There seems to be no shortage of illicit activities the notorious Lazarus Group is involved in. According to CoinsPaid, the hacking group reportedly stole over $37 million from hacking its platform.

No Beating Around the Bush

While it is the norm for companies to be coy about who they suspect when hacks occur, CoinsPaid is pointing fingers already, and the culprit is no novelty to crypto denizens.

According to a July 26th blog post, CoinsPaid categorically named North Korea-backed Lazarus Group as its main suspect behind a crypto heist.

According to the company’s statement, the cyberattack led to a loss of $37.3 million on July 22nd.

CoinsPaid, a crypto payment gateway, also reeled out a list of tech and crypto businesses that have been victims of the hacking group in the past.

📢 #LazarusGroup suspected by CoinsPaid of 37M $USD hack @coinspaid is once again processing transactions after halting service in response to an attack on July 22. The company said it suspects North Korea's Lazarus Group orchestrated the attack.

"We believe #Lazarus expected… pic.twitter.com/OXrC0Noque

— KentDefi 🌟 Kols Network (@KentDefi) July 27, 2023

Lazarus Group is a team of black hat hackers believed to be working for the North Korean government.

The cyber criminal team has pulled off some daring hacks, especially the Ronin blockchain heist of 2022, which saw $625 million shaved off from the Axie Infinity crypto project.
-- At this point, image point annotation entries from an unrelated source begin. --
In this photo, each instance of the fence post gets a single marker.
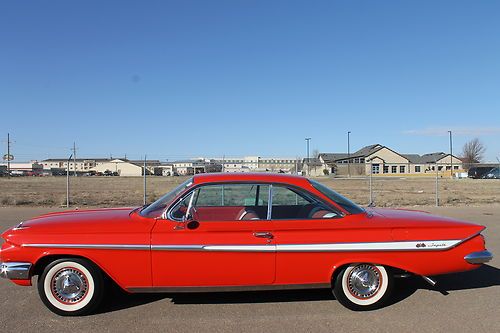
(67, 180)
(145, 195)
(370, 184)
(437, 185)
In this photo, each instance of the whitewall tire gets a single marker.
(363, 286)
(71, 286)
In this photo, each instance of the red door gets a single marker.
(217, 253)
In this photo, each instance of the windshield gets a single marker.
(157, 207)
(343, 202)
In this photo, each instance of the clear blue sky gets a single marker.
(176, 79)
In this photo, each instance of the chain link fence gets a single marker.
(380, 186)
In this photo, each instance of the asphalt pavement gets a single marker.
(460, 302)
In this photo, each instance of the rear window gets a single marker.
(343, 202)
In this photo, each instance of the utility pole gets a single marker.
(67, 182)
(145, 196)
(451, 155)
(307, 160)
(8, 155)
(74, 157)
(348, 155)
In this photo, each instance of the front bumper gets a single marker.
(478, 258)
(15, 270)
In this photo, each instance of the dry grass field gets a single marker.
(128, 191)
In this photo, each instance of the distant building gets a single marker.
(81, 164)
(128, 168)
(24, 168)
(259, 164)
(381, 160)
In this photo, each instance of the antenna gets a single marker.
(74, 157)
(8, 157)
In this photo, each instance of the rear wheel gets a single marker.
(71, 286)
(363, 286)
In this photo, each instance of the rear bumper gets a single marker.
(15, 270)
(478, 258)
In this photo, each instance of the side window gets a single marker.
(291, 204)
(232, 195)
(282, 196)
(209, 196)
(226, 202)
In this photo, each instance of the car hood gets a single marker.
(416, 225)
(75, 221)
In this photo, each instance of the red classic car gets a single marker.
(236, 232)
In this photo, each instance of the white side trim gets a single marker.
(328, 247)
(382, 246)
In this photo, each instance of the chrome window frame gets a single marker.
(167, 214)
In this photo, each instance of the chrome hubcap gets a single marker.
(69, 285)
(364, 281)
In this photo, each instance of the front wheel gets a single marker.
(363, 286)
(71, 286)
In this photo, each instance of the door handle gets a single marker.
(267, 235)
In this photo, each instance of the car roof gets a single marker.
(249, 177)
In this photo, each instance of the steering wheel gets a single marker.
(325, 213)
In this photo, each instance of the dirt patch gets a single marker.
(128, 191)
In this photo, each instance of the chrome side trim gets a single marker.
(15, 270)
(177, 247)
(478, 258)
(437, 245)
(190, 289)
(92, 246)
(215, 248)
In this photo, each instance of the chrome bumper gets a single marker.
(15, 270)
(480, 257)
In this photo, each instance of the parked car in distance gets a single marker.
(492, 174)
(479, 172)
(236, 232)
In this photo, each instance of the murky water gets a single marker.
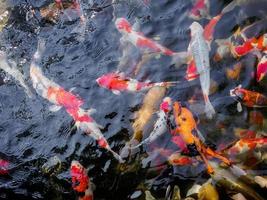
(31, 135)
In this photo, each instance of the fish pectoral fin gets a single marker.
(71, 89)
(91, 111)
(117, 92)
(239, 107)
(54, 108)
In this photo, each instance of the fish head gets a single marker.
(123, 25)
(105, 80)
(237, 92)
(196, 28)
(166, 104)
(79, 177)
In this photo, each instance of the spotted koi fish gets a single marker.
(249, 98)
(185, 127)
(62, 98)
(117, 83)
(10, 67)
(200, 51)
(262, 67)
(80, 181)
(161, 125)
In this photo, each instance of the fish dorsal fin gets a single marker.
(54, 108)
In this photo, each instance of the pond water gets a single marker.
(40, 145)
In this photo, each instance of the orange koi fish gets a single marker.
(117, 83)
(80, 181)
(245, 145)
(185, 126)
(249, 98)
(261, 68)
(4, 167)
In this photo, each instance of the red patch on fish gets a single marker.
(147, 43)
(261, 68)
(79, 179)
(199, 5)
(4, 167)
(191, 71)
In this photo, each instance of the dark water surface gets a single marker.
(30, 134)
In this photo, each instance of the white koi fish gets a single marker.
(161, 125)
(200, 51)
(10, 67)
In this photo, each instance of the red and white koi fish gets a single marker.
(4, 167)
(245, 145)
(139, 40)
(117, 83)
(200, 51)
(10, 67)
(262, 68)
(200, 9)
(161, 125)
(80, 181)
(249, 98)
(61, 98)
The hacking team has continued this year with an Atomic Wallet hack worth $100 million, following a Horizon Bridge hack of the same amount.

Nonetheless, the anonymous hackers have not limited their attacks to blockchain-focused operations but have also targeted many notable tech companies and businesses. Sony, for instance, lost $81 million to this sort of attack.

CoinsPaid noted that the Lazarus Group would have made off with more of its funds if not for the timely intervention of its team of cybersecurity experts.

Given this, the company has ensured that users’ funds are safe and have further beefed up its internal security systems to forestall a repeat occurrence.

The crypto payment service said it has resumed processing transactions in limited quantities as it picks up the pieces.

Giving a timeframe before everything returns to normal, CEO Max Krupyshev noted that it might take a couple of days to sort out minor details and ensure the system runs smoothly.

Meanwhile, CoinsPaid has stated that it is not sitting idly following the incident. Instead, it is working closely with several blockchain security firms, including Chainalysis, Valkyrie Investments, Match Systems, Binance, and several others, to track and mark the stolen funds.

In this regard, CoinsPaid has taken a step further by filing an official report with the Estonian law enforcement agency to ensure the culprits are brought to book.

Lazarus Group on Rampage

The infamous hacking group has been one of the most active in the industry. According to a tweet by blockchain security firm SlowMist, Lazarus Group also hit another blockchain project called Alphapo for a reported $60 million.

The correlations by SlowMist seem to point out that the hacking group targeted CoinsPaid, Atomic Wallet, and Alphapo at the same time.

🚩MistTrack Update🚩

Recently, the crypto community has been stirred by a sequence of incidents involving @coinspaid, @AtomicWallet, and Alphapo.

A veneer of mystery shrouds these incidents, yet there's a possibility that Lazarus might be behind them all! pic.twitter.com/ppxRk3xtUh

— MistTrack🕵️ (@MistTrack_io) July 26, 2023

Continued investigations by security experts and enthusiasts begin to properly map out the group’s trail of blood. According to a tweet by the founder and CEO of Socket Security Ferros, Lazarus Group is creating sophisticated social engineering campaigns that target JavaScript developers.

🚨 ALERT: The Lazarus Group (aka North Korea) is behind a sophisticated social engineering campaign targeting JavaScript developers. They're using compromised GitHub accounts and malware-laden NPM packages to achieve their malicious objectives.

👀 Click to read more pic.twitter.com/aheUQIoqPc

— Feross (@feross) July 25, 2023

Providing more insight, Ferros stated that the hacking team reached their targets via GitHub, LinkedIn, and Telegram and built rapport.

Once trust is obtained, the group asks the target to make copies of malware-infused repositories on GitHub.

The malicious code will then connect to remote servers, download additional scripts to run, and further compromise the infected devices.

After this, the hackers take vital information and funds from the platform without the target ever suspecting what is happening.

We are excited to announce the partnership with @dappOS_com , one of the emerging web3 operating protocols！https://t.co/7svJuIuNvB

— OKX Ventures (@OKX_Ventures) July 27, 2023

This growing menace has driven companies like OKX Ventures and DappOS to join forces in further securing their platforms.